Number | Model | Developer | Subtype | Pricing (SiliconFlow) | Core Strength |
---|---|---|---|---|---|
1 | Qwen2.5-VL-72B-Instruct | Qwen2.5 | Vision-Language Model | $0.59/M tokens | Multimodal data extraction |
2 | DeepSeek-V3 | deepseek-ai | Reasoning Model | $1.13/M output, $0.27/M input | Advanced mathematical reasoning |
3 | GLM-4.5V | zai | Vision-Language Model | $0.86/M output, $0.14/M input | Flexible thinking modes |
Frequently Asked Questions
Our top three picks for 2025 are Qwen2.5-VL-72B-Instruct, DeepSeek-V3, and GLM-4.5V. Each of these models stood out for their innovation, performance, and unique approach to solving data analysis challenges—from multimodal document understanding to advanced mathematical reasoning and flexible analytical workflows.

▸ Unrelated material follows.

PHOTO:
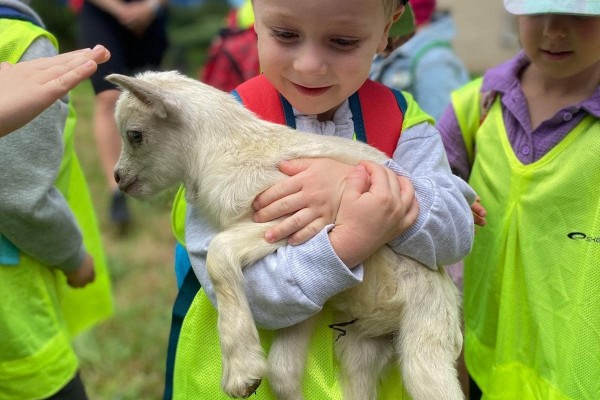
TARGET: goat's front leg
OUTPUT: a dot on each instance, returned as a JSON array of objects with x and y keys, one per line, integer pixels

For visual data analysis, Qwen2.5-VL-72B-Instruct and GLM-4.5V are the top choices. Qwen2.5-VL-72B-Instruct excels at analyzing texts, charts, and layouts within images, and supports structured outputs for scanned data like invoices and forms. GLM-4.5V offers state-of-the-art performance on multimodal benchmarks with its flexible thinking mode, making it ideal for diverse visual data analysis tasks including images, videos, and long documents.